Pero omití algunos detalles y la verdad salió
a la luz.
Lejos de ascender en el trabajo, me iba
pésimo, estaba muy harto de hacer siempre lo mismo. La supuesta pesadilla de
mostrarme tal cual soy me avergonzaba hasta la taquicardia. ¿Por qué yo tenía
que mostrar otra cosa? ¿Qué me hizo pensar que ser completo era una opción?.
Supongo que es normal, por más que uno se
esfuerce, la verdad siempre se empeña en ser reconocida. La verdad era que yo
no estaba conforme, más bien hacía las cosas por inercia.
Ya pasó lo peor y he perdido esa versión
inventada de mí mismo. Dejé de tener pesadillas y la mayoría de la gente que me
importa, sabe que nací inacabado e insatisfecho. Lejos de ser el hombre
perfecto, estoy en una búsqueda.
La escena terminó y empezaron a presentarse
oportunidades que jamás hubiera imaginado.

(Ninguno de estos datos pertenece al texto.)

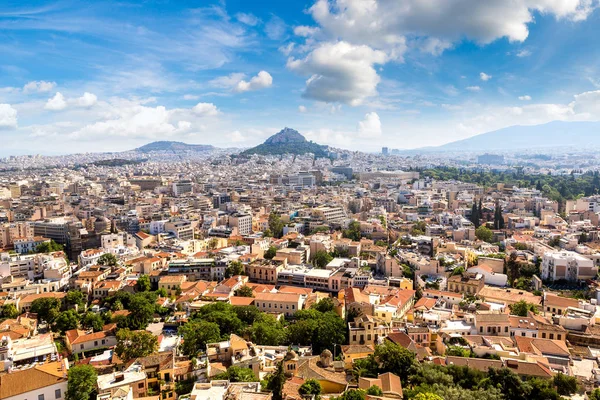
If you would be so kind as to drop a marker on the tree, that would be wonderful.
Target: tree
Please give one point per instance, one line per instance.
(81, 382)
(484, 233)
(521, 308)
(9, 310)
(196, 334)
(75, 298)
(66, 320)
(244, 291)
(135, 344)
(276, 381)
(46, 308)
(92, 321)
(324, 305)
(565, 385)
(237, 374)
(234, 268)
(270, 253)
(143, 284)
(275, 225)
(353, 231)
(266, 330)
(427, 396)
(375, 391)
(311, 387)
(142, 311)
(108, 259)
(49, 247)
(321, 259)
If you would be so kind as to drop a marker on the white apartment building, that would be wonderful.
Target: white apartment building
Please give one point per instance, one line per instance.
(567, 265)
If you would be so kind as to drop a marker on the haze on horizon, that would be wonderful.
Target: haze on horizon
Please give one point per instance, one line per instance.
(111, 76)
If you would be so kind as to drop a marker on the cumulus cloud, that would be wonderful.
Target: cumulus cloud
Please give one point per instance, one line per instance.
(86, 101)
(370, 126)
(484, 77)
(261, 81)
(340, 72)
(248, 19)
(8, 117)
(39, 86)
(56, 103)
(205, 110)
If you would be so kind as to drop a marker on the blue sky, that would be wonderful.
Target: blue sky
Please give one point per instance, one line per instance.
(357, 74)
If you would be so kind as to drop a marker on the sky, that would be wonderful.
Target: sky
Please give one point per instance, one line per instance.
(356, 74)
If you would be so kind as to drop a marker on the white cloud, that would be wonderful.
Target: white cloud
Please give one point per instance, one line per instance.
(39, 86)
(340, 72)
(56, 103)
(261, 81)
(248, 19)
(205, 110)
(86, 101)
(8, 117)
(370, 126)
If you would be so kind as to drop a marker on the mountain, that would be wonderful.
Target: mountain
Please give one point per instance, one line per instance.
(557, 134)
(287, 141)
(173, 146)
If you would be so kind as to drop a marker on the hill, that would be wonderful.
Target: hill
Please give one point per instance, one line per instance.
(173, 146)
(557, 134)
(288, 141)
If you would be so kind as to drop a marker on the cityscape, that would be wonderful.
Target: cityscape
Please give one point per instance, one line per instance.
(325, 199)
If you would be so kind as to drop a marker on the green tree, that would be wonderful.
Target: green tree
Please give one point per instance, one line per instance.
(427, 396)
(321, 259)
(234, 268)
(484, 233)
(237, 374)
(324, 305)
(353, 231)
(108, 259)
(244, 291)
(65, 321)
(565, 385)
(196, 334)
(266, 330)
(81, 383)
(375, 391)
(93, 321)
(276, 381)
(46, 308)
(135, 344)
(270, 253)
(9, 310)
(521, 308)
(276, 225)
(75, 298)
(49, 247)
(311, 387)
(143, 284)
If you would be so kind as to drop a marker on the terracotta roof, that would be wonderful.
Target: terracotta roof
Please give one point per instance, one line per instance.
(20, 382)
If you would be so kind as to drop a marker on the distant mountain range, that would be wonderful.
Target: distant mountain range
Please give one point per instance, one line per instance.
(288, 141)
(557, 134)
(174, 146)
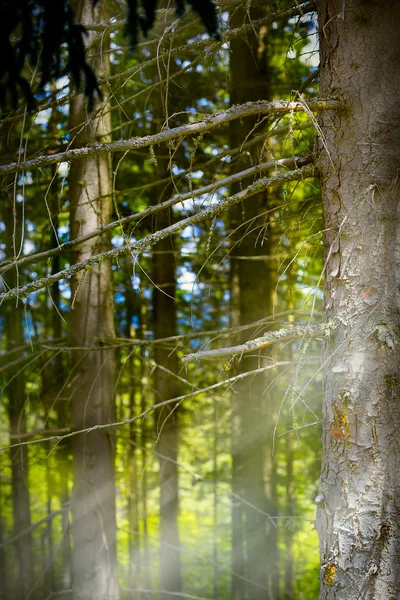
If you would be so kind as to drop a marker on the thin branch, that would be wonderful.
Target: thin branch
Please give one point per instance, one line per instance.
(104, 426)
(270, 337)
(167, 135)
(138, 247)
(42, 432)
(216, 332)
(207, 189)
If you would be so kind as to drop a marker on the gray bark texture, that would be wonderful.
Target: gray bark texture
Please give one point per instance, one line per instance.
(254, 542)
(22, 575)
(94, 568)
(358, 517)
(166, 385)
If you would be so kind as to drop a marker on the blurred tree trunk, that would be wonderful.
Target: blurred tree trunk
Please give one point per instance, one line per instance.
(133, 492)
(359, 507)
(253, 464)
(23, 567)
(4, 594)
(94, 565)
(166, 385)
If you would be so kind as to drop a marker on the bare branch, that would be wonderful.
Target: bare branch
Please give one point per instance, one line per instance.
(167, 135)
(35, 526)
(207, 189)
(58, 438)
(138, 247)
(270, 337)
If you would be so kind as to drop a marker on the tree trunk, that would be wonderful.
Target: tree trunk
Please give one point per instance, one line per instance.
(23, 568)
(93, 502)
(358, 514)
(253, 464)
(166, 386)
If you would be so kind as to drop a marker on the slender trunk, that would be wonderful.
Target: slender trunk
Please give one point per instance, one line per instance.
(166, 386)
(23, 566)
(253, 464)
(94, 565)
(215, 500)
(359, 500)
(289, 530)
(144, 485)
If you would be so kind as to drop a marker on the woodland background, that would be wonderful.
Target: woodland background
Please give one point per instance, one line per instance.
(214, 492)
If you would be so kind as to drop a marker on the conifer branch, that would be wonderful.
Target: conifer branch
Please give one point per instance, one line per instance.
(139, 246)
(270, 337)
(207, 189)
(278, 107)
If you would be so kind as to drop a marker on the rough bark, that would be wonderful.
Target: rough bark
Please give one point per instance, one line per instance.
(23, 564)
(252, 440)
(358, 515)
(92, 396)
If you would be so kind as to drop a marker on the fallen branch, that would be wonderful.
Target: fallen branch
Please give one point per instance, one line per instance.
(167, 135)
(299, 161)
(271, 337)
(138, 247)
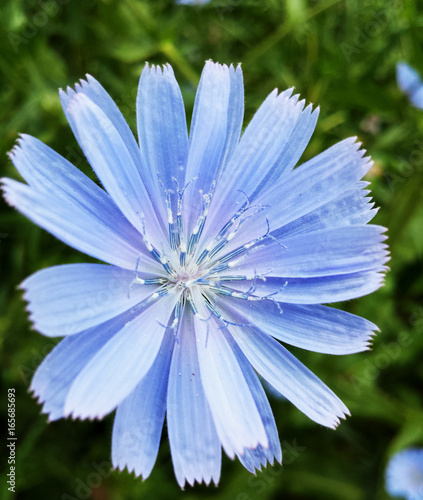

Así, incompleto como soy, pude aprovechar
cada momento sin querer demostrarle nada a nadie. Aquella versión inflada de mí
mismo estaba hecha de ideas tontas, de juguetes, marionetas y automatismos sin
sentido.
Esa parte mía, que tanto miedo tenia de
perder, se ha ido. Todos pueden darse cuenta de que estoy más liviano sin esa
porquería.
La era de una garganta obstruida de
preocupaciones ha terminado. Mi cuello dejó de estar oprimido por esas manos de
aire que me decían lo que tenía que hacer.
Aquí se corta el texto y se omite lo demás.